Two players standing side by side please.


Yes And is the most famous exercise, belief structure, point of view and religion in improv comedy. This missive discusses the structure Yes And.

Yes And is an exercise that tunes the player’s listening, Accepting, Commitment and Expansion in response to an offer. There are two basic ways to work the exercise. The first is Yes And, the second is Yes … And.

Yes And

In this version the first player makes a strong offer that that makes a statement and avoids a question. The other players response is Yes And expanding the offer just a little bit. For example, if one player says “I like your blue jacket” the other player could respond “Yes And I chose it because you like blue.” The next response could be “Yes And I like blue because your hair is blue.” This continues until some kind of sorting out happens.

The Yes And needs to connect to the offer given. This is where the strength of the other version Yes … And becomes apparent.

Yes … And

This take on Yes And is much more concrete. The ellipsis (..) is where the player repeats back what the offer was before adding the And. For example,
“I like your blue jacket” the other player could respond “Yes you like like my blue jacket And I wear it because you like blue.” The next response could be “Yes you like blue And your hair is blue like the sky.” This format of Yes And is similar to So I’ll in that it forces the player to repeat back the offer demonstrating, and training, listening.

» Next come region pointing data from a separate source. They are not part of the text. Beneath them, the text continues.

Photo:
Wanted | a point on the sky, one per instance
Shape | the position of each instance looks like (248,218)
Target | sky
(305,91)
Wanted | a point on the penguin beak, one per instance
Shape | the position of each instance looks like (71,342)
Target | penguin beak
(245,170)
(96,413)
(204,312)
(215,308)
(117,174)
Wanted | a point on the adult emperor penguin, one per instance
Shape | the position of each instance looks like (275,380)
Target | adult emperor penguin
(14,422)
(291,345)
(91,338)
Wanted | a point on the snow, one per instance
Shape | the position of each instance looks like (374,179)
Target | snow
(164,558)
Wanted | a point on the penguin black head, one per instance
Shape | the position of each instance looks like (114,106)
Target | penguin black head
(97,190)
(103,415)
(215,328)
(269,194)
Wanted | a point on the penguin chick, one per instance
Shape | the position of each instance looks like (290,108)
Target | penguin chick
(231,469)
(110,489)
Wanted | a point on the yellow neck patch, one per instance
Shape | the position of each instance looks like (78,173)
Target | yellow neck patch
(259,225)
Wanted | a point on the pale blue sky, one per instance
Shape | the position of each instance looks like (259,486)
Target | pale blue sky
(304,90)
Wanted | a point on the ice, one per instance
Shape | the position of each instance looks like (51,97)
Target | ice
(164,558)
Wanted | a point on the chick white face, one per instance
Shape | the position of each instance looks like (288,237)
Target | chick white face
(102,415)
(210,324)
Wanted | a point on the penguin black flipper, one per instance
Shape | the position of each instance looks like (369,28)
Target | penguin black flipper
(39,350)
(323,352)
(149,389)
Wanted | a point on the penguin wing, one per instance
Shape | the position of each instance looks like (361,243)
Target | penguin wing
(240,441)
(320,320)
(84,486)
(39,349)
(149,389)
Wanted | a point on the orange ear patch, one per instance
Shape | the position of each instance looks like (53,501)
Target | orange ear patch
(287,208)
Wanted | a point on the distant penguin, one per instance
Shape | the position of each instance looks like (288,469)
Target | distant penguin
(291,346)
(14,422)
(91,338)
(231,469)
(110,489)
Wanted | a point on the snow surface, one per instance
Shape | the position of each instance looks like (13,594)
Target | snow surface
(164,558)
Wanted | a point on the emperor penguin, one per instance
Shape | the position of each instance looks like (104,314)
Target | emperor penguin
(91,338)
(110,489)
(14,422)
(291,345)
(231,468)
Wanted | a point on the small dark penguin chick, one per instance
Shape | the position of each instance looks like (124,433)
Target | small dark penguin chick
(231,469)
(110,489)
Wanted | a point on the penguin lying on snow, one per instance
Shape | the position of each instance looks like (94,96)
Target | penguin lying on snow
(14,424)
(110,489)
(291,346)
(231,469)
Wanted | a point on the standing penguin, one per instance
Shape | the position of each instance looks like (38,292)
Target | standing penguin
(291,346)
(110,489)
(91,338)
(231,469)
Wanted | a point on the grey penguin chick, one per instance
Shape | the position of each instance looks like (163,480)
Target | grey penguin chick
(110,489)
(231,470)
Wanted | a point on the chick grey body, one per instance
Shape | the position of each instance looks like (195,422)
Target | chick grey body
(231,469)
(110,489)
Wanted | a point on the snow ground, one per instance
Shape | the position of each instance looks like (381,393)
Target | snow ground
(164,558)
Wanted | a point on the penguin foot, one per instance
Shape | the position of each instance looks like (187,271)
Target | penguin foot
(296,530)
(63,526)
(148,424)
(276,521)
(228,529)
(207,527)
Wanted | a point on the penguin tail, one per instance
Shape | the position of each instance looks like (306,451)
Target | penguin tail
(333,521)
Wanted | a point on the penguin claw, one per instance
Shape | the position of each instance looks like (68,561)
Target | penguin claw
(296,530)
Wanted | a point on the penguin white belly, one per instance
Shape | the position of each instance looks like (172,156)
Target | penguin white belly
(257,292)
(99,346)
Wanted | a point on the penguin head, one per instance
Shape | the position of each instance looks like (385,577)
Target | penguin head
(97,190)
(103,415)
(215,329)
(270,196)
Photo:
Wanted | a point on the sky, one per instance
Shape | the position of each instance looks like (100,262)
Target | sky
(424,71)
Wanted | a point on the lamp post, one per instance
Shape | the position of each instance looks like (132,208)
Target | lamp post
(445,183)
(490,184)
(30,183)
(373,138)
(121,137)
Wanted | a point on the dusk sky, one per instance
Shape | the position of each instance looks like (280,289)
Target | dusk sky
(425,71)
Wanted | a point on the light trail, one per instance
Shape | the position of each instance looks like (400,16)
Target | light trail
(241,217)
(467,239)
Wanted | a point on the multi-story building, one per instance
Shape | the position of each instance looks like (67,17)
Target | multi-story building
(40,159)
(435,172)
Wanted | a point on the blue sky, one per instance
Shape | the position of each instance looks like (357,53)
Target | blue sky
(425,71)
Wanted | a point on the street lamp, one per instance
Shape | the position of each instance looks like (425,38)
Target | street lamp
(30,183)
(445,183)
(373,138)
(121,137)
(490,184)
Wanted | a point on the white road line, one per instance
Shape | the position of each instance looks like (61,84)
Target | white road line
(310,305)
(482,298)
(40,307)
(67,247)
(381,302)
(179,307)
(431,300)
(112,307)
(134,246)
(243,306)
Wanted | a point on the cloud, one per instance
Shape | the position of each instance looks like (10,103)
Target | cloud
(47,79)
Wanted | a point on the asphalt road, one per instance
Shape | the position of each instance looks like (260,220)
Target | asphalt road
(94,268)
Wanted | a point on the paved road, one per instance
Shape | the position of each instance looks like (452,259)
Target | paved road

The following observations apply to both versions of Yes And.

The leader needs to watch out for literal and figurative yes buts. Some players will literally say Yes But instead of Yes And redirecting the narrative along a course that they desire. This can arise from a need to control or a need to find a conflict. Yes And is a great opportunity to show the benefits of Yes And versus disagreement Yes But. The figurative Yes But is a bit harder to catch. It can be the result of not listening deep enough. For example,
“I like your blue jacket” the other player could respond “Yes And you are a fascist.”

Yes And can help players contribute to building the story on a series of offers instead of narrating a scene with their own ideas.

Special Note About Acceptance

A major concern with Yes And has arisen over the last few years and is worth exploring here. Yes And does not mean a player MUST do what has been offered. I have seen Yes And be used a tool to manipulate less experienced and vulnerable players. The example most common is “do this reprehensible act” and a player says yes and does the reprehensible act thinking they must always Yes And.

The acceptance of an offer means one accepts it as real, but does not have to approve with the offer. Yes And makes it harder to convey this aspect of an offer. No experienced leader creating a safe and supportive play environment would let this happen, however we must be aware of this potential issue with Yes And.


  • None.


  • Encourage the players to act out the Yes And scene as the narrative develops.